Da Folha de S.Paulo
Uma revolução nas entranhas do Judiciário
GERVÁSIO PROTÁSIO DOS SANTOS
A resolução nº 70 do CNJ traz a possibilidade concreta de ser instituído o orçamento participativo no âmbito do Judiciário brasileiro
N ÃO HÁ mais tempo a perder. O Poder Judiciário brasileiro necessita urgentemente de um planejamento organizado e de uma gestão estratégica a fim de conquistar eficiência e combater a morosidade. O pontapé inicial para alcançar a excelência administrativa foi dado com a resolução nº 70 do Conselho Nacional de Justiça, que garante a participação dos magistrados na execução orçamentária e no planejamento dos tribunais. Não se trata de uma faculdade, mas, na verdade, de um direito, uma prerrogativa da magistratura, que poderá acompanhar todo o ciclo orçamentário, participando das tomadas de decisões. É a possibilidade concreta de instituir o orçamento participativo no âmbito do Judiciário brasileiro. Partiu do jornalista e ex-deputado Márcio Moreira Alves, em sua obra “A Força do Povo” (1980), a melhor tradução para orçamento participativo, quando o define como um mecanismo governamental de democracia que permite aos cidadãos influenciar ou decidir sobre os orçamentos públicos.
“No orçamento participativo retira-se poder de uma elite burocrática, repassando-o diretamente para a sociedade. Com isso, a sociedade civil passa a ocupar espaços que antes lhe eram furtados.” No âmbito do Poder Judiciário, o orçamento participativo terá a mesma função. Será um instrumento que garantirá voz aos magistrados e serventuários que se encontram no “front” da prestação jurisdicional.

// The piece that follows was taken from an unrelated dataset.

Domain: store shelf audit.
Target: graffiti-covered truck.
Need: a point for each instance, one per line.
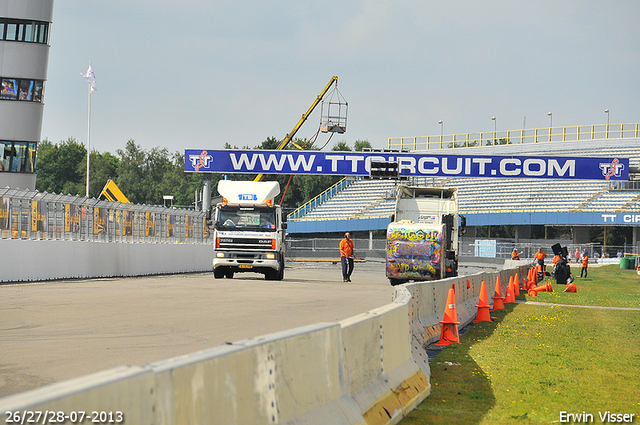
(422, 241)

São eles que possuem condições de identificar com mais precisão as carências que impedem a prestação de um serviço jurisdicional de qualidade. A Constituição de 1988 assegurou a autonomia do Judiciário. Apesar do avanço, é nítida, ainda, a ausência de uma cultura que privilegie a profissionalização da gestão. A prerrogativa de elaborar a própria proposta orçamentária não foi explorada pelos tribunais, que, em regra, delegam a tarefa a um corpo burocrático, que cumpre a missão sem ouvir as demandas ou investigar as necessidades dos encarregados da prestação jurisdicional. Mesmo os integrantes dos tribunais ou dos órgãos especiais, a quem cabe a função de apreciar a proposta orçamentária antes da sua remessa ao Executivo, limitam-se a chancelar em plenário o que for apresentado pelo corpo burocrático.
O resultado é perverso, pois nem sempre os recursos disponibilizados são gastos de forma a aprimorar o serviço que é prestado à sociedade. Historicamente, o que se observa é uma concentração de recursos nas cúpulas do Judiciário em detrimento da primeira instância, que, via de regra, possui as piores condições de trabalho e recebe o maior volume de processos, considerando que é a porta de acesso à Justiça.

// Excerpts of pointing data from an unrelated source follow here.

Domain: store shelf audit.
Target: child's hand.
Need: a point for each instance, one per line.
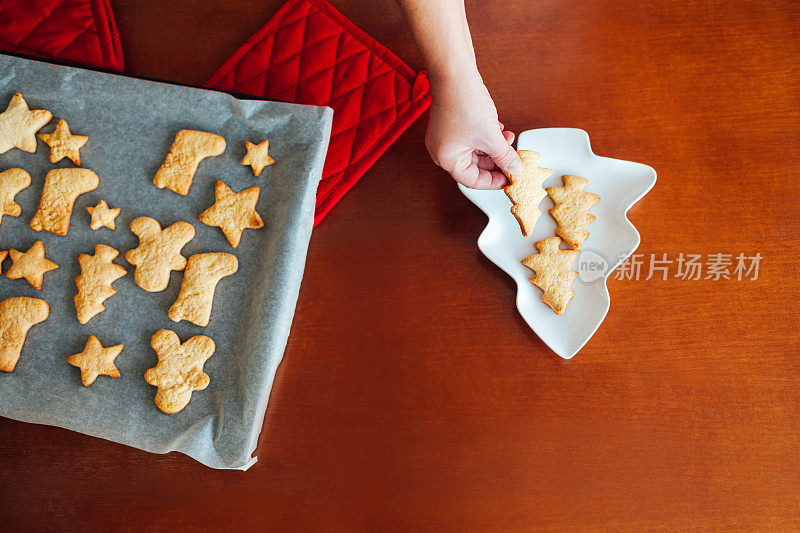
(465, 137)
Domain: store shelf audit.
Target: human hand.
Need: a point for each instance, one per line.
(465, 136)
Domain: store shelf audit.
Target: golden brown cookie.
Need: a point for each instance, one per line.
(257, 157)
(188, 149)
(61, 187)
(525, 190)
(233, 212)
(95, 361)
(17, 315)
(158, 253)
(30, 265)
(98, 272)
(203, 272)
(63, 143)
(572, 209)
(553, 274)
(102, 216)
(11, 182)
(18, 125)
(179, 371)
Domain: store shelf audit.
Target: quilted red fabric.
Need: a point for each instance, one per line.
(309, 53)
(77, 31)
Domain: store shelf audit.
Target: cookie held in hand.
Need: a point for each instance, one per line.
(525, 190)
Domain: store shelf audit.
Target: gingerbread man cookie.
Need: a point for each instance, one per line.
(158, 252)
(179, 371)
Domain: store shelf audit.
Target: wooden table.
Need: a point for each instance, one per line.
(413, 396)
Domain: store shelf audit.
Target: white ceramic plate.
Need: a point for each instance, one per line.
(612, 237)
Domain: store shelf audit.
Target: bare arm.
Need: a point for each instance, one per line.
(464, 135)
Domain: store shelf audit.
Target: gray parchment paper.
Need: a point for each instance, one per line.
(131, 124)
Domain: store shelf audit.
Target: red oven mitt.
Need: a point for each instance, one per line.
(309, 53)
(76, 31)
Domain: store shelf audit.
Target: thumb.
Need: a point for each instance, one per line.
(503, 155)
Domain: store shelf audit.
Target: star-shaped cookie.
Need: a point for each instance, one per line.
(63, 143)
(257, 157)
(18, 125)
(30, 265)
(233, 212)
(102, 216)
(95, 361)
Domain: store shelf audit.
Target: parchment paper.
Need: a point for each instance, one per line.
(131, 124)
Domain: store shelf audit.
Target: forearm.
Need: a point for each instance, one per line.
(442, 34)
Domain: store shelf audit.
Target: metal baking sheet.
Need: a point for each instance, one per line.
(131, 124)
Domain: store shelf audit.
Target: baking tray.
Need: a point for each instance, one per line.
(131, 124)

Atenta para a necessidade de um maior engajamento dos juízes na elaboração do orçamento dos tribunais, a Associação dos Magistrados Brasileiros (AMB) concebeu a campanha “Gestão Democrática do Judiciário”, que pretende criar condições para operacionalizar o que está previsto na resolução nº 70, com vistas à implementação do orçamento participativo no âmbito do Judiciário. Para isso, a AMB disponibilizará às associações estaduais e regionais as ferramentas necessárias para que as entidades possam colher com seus associados informações que ajudarão a definir as prioridades que, na visão da magistratura, devem ser contempladas pela proposta a ser elaborada pelos tribunais.

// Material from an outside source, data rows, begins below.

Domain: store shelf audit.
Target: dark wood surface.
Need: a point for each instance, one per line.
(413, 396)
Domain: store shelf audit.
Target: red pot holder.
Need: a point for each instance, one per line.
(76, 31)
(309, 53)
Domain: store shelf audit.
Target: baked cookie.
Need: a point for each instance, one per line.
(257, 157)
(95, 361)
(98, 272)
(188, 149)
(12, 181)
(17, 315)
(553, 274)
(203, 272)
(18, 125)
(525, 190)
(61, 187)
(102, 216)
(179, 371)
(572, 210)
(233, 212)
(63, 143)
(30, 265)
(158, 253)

Pesquisa realizada pela AMB no ano de 2009 demonstra que apenas 1% da magistratura brasileira tem conhecimento da dotação orçamentária destinada à sua unidade jurisdicional. Isso demonstra que os magistrados não são chamados a participar da administração do Poder. A instituição do orçamento participativo terá a missão de modificar essa realidade, pois a participação implica corresponsabilidade pelos resultados. É a possibilidade de criar uma dinâmica em que todos os magistrados são responsáveis pela boa aplicação dos recursos orçamentários. Isso nos dará, também, condições políticas para exigir uma maior fatia do bolo tributário, bem como permitirá que nos oponhamos com propriedade a eventuais cortes orçamentários promovidos pelo Executivo ou pelo Legislativo. Com a institucionalização de uma política orçamentária participativa e equilibrada, temos a certeza de que muito em breve o Poder Judiciário será bem mais eficiente, o que implicará sua valorização, mais respeito e afirmação como típico Poder do Estado nas relações com os outros Poderes.
GERVÁSIO PROTÁSIO DOS SANTOS é presidente da Associação dos Magistrados do Maranhão e coordenador da campanha “Gestão Democrática do Judiciário”.